The Edge of the Field

Brooding white sentinels stand in a blood-red mound, where their fallen comrades lie in decay. I can almost imagine wolves appearing from the birch forest to crest the mound, silvery phantoms with abysmally black eyes, soulless and hungry, tracking my progress through the field. They are nothing more than a mirage of the fog, I know, for there is no beast bigger than a coyote on the island, but still I cannot help but watch the gloomy depths.

If I make it past the sentinels (as I always do), there is a stump waiting for me at the edge of the field. This stump happens to be perfectly positioned between the trees, with a panorama I think God created with me in mind. Yes, I think as He seeded the earth with the forest that now grows at the bottom of the sweeping potato field, He thought, “Ah, she will like this, my little one to be. I’d better plan to have a stump where she can sit and pray and love what I’ve given her.”

I listen to the birds. I study the distant, lonely tree that looks as if sheep belong beneath it. I plan to enjoy a summertime picnic out there by the creek that surely gushes in the coulee. I watch light and shadow chase each other across the red dirt. My heart is full, even when my head is empty.

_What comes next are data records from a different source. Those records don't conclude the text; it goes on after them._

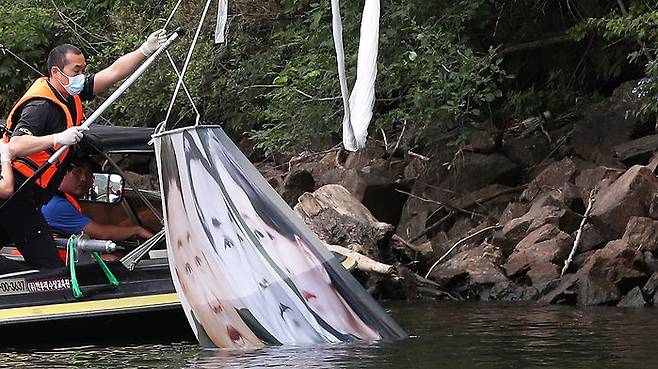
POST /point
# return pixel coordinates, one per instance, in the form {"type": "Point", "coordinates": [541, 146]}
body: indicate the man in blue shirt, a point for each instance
{"type": "Point", "coordinates": [63, 213]}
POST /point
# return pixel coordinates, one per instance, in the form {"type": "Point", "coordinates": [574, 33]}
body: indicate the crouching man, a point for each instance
{"type": "Point", "coordinates": [63, 212]}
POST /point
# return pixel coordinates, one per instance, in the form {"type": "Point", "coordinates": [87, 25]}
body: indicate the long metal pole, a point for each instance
{"type": "Point", "coordinates": [121, 89]}
{"type": "Point", "coordinates": [101, 109]}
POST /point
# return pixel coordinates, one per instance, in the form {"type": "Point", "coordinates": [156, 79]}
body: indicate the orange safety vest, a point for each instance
{"type": "Point", "coordinates": [28, 165]}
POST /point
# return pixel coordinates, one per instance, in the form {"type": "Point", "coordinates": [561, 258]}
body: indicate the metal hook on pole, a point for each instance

It is my getaway. My place to be quiet with my King, or to speak with Him as candidly as I do with my beloved. Most often, gratitude is the song on my lips. I thank Him for beauty, for goodness, for love. I give Him my heart, there on the edge of the field, and He gives me His. I know that when I open myself to Him, I am not opening myself to be wounded, but to be filled with His love.

This vulnerability is as necessary between God and us as it is between human and human. To love and to be loved fully, we must be vulnerable. Opening yourself is a risk, but it is a necessary risk, if love is to enter and fill you. I’ve known the gift of vulnerability with several people, beginning with my family. We are separated by nearly the entire breadth of the country, and yet we share a bond that few families do—because we’ve given our hearts to each other. At a thought, a teardrop, a memory, the distance breaks down, and suddenly we are close.

Everyone ought to have a stump where they can sit on the edge of a field and rendezvous with God. But if this is not possible, know that love does not need a time and a place, only an open heart.